In the garden here I have a beautiful red hazel that has glorious rich maroon coloured leaves and produces dark red nuts with a very sweet flavour.
The other vital role that hazel plays is in providing habitat for dormice. I have yet to find evidence of dormice here on the farm though they are in the area as neighbours have found nut shells with the distinctive small nibblings typical of dormouse teeth.

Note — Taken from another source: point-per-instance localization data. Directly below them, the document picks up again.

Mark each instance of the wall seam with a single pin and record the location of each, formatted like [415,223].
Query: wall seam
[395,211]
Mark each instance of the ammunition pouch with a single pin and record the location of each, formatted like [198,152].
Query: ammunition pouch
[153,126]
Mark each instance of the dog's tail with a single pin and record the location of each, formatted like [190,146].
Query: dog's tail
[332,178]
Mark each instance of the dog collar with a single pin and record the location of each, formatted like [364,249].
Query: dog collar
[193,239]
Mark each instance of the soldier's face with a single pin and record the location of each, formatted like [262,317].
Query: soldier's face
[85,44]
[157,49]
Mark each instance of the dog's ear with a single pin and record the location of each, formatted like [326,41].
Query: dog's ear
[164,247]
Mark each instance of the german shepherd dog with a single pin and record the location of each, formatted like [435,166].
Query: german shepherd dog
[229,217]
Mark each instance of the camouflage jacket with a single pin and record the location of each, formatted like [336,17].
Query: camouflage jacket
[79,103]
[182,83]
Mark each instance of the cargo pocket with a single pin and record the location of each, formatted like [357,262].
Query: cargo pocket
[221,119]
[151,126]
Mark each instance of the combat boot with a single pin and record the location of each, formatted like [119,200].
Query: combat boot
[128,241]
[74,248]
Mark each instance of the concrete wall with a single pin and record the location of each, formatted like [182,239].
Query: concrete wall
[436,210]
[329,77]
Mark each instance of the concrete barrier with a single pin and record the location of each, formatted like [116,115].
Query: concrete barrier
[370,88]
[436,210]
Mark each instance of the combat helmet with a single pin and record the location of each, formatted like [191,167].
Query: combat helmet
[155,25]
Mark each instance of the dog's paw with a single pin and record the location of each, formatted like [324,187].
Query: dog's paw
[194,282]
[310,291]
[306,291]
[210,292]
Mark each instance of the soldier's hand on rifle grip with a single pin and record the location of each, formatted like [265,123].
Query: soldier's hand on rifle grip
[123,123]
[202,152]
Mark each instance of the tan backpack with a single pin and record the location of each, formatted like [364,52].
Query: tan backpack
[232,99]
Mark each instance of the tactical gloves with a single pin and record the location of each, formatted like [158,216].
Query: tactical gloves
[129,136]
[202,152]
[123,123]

Going through one of our bookcases this morning I came across a small collection of old notebooks which contain the Nature Writings of the Farmers' father. From 1945 to 1960 'Robin' wrote a weekly column on natural history and the farming  seasonal round, for his local paper, the Wolverhampton Express & Star, (I should explain that the Farmers' family originate from Staffordshire and moved to Wales in 1960).
The forerunner of blog, I can't help thinking, they are exquisite pieces written by a man who was a passionate naturalist  and observer of wildlife.
Here is an example of his writing taken from a piece written in February 1954;

"Sunlight filtering through the trees gives promise of new life to the damp deadness of the woodland scene of trees torn up by their roots lying acros the tangles of bracken and ferns and the clutter of fallen leaves.
The new life awaits the signal of longer, warmer days. In the buds of trees are leaves and flowers tucked away in embryo form; the debris on the woodland frloor covers a wealth of dormant life: the rootstocks of windflowers, sorrels and ferns, bluebell bulbs in uncountable numbers, and the seeds of many trees and woodland weeds. When the warmer days arrive all these will spring into life and create the pattern of flower and green of the new season.
To compensate for the dormancy of plant life the woodland birds are full of activity - they have to work hard to find sufficient food in the short daylight hours and, with no leaves on the trees, they are more easily seen now than later in the summer. Woodpeckers and nuthatches hammer at the dead branches and sometimes they are lucky and find a fallen hazel nut; blackbirds and wrens flit around in the low bushes and the titis go around in happy little flocks. the blue and great tits are the most numerous in these parties; marsh and coal tits, tree-creepers and goldcrests are often'hangers-on'.
Towards evening the owls begin to call and the woodpigeons come in to roost; the latter like to shelter in the thick fir trees, but the organised shooting is already driving them to roost out in the widely scattered hedgerow trees."

I think perhaps I should just re-produce one of 'Robin's' gems for each blog posting and leave it at that!